In the interim, the company's marketing message has continued to be somewhat fractured, often overshadowed by the fireworks associated with its continued market share slide and the battle for leadership change that ultimately led to the departure of Mike Lazaridis and Jim Balsillie from their co-CEO roles in January. Heins has repeatedly identified this role as a key priority since taking his own corner office seat four months ago.

RIM's Be Bold campaign, designed to sustain demand for BlackBerry 7-based devices while it prepares its next-generation BlackBerry 10 platform for release later this year, has at times seemed out of place. It's difficult to sell existing products largely perceived as stale when you're also hyping the ones you're launching later this year.

Although the campaign itself has been relatively well received, it underscores the difficulty RIM faces in marketing itself through an extended transition period between old products and new. If Mr. Tear, who is responsible for research and development, global sales, manufacturing and supply chain for all handhelds and services, plays his cards right, he'll never again put his marketing chief in that tenuous position of having nothing new to sell.

A grizzled veteran

RIM's new CMO has faced adversity before. Most recently, he served as EVP of strategy, marketing and sales for LightSquared, a U.S. company that tried to launch a hybrid terrestrial wireless and satellite-based 4G network. When the U.S. Air Force, which owns the Global Positioning System constellation of satellites, complained that LightSquared's plans threatened to interfere with certain GPS services, it touched off a crisis that ultimately scuttled the company's go-to-market plans and pushed it to the brink of bankruptcy. The cynic might say he failed. The realist instead concludes he's got experience leading a challenged company through next-to-impossible market conditions.
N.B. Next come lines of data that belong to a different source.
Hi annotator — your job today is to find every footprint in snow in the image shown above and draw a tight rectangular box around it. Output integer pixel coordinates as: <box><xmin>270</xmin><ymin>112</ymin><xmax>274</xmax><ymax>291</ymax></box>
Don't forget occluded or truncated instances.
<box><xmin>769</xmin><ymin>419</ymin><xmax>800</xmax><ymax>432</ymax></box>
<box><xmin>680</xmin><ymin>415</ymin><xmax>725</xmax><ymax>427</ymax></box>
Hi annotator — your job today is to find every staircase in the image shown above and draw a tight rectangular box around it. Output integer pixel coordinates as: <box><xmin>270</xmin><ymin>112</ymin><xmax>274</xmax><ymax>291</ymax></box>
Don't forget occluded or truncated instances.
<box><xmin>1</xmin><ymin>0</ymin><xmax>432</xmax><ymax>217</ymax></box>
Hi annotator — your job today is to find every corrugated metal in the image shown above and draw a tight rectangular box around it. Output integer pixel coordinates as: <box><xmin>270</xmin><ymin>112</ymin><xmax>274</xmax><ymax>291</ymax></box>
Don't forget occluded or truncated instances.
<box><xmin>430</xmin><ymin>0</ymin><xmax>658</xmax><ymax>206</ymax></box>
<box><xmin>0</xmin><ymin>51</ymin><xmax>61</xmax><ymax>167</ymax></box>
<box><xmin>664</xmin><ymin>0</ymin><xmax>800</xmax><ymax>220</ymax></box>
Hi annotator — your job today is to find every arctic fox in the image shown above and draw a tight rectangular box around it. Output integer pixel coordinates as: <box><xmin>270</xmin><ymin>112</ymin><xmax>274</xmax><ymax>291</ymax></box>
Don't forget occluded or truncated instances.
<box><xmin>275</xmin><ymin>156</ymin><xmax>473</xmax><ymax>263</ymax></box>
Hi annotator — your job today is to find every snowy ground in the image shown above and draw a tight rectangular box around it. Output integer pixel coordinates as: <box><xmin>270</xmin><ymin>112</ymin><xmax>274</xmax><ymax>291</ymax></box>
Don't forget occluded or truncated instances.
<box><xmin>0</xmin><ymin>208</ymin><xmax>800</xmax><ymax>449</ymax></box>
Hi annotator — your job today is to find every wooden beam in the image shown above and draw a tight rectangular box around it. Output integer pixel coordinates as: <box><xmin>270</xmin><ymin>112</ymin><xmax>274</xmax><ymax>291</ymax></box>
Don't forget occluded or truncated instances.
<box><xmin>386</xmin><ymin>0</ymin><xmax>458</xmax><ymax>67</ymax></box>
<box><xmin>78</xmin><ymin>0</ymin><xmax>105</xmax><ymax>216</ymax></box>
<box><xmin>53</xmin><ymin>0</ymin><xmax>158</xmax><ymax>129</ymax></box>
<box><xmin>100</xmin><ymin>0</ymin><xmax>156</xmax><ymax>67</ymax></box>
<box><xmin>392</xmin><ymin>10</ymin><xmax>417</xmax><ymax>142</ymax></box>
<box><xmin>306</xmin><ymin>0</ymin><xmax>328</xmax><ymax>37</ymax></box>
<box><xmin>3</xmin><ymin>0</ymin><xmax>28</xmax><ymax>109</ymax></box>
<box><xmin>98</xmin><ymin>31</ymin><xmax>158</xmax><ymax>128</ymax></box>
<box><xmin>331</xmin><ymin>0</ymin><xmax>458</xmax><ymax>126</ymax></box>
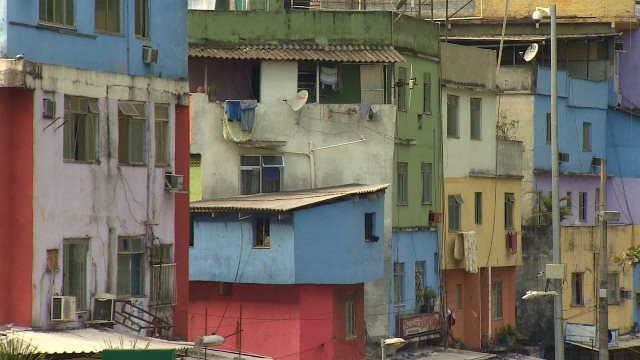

Mr. Boulben, who was also Vodafone Group's global director of commercial strategy and Orange Group's EVP of brand and consumer marketing, has crucial vendor and carrier experience which could help him rebuild carrier relationships scarred by RIM's slide. His Euro-centric carrier exposure, in particular, fits with Heins's global focus and gives RIM credibility in selling its message to carriers considering abandoning ship as consumers look elsewhere.

Beyond phones and tablets

Mr. Boulben is also in an ideal position to sell carriers on BlackBerry 10's key value propositions — an operating system that handles rich functionality just like its competitors, but with an efficient back-end that minimizes congestion — as he reshapes RIM's message for a broader audience. Heins has also been hinting at the technology's promise to extend into automotive and other non-traditional markets, a carrot that could give Boulben even more ammunition and buy RIM some time with this crucial audience.

Both of these appointments serve as further evidence that Heins is leaning toward deep, broad industry experience, and is sticking with people he knows and trusts. Operationally, both Boulbens and Tear will be challenged to work in lockstep - one to build messaging that drives demand, the other to implement an organizational infrastructure that gives the message-makers something inspiring to sell. It's a tall order, but RIM finally has the right people in place to make it happen.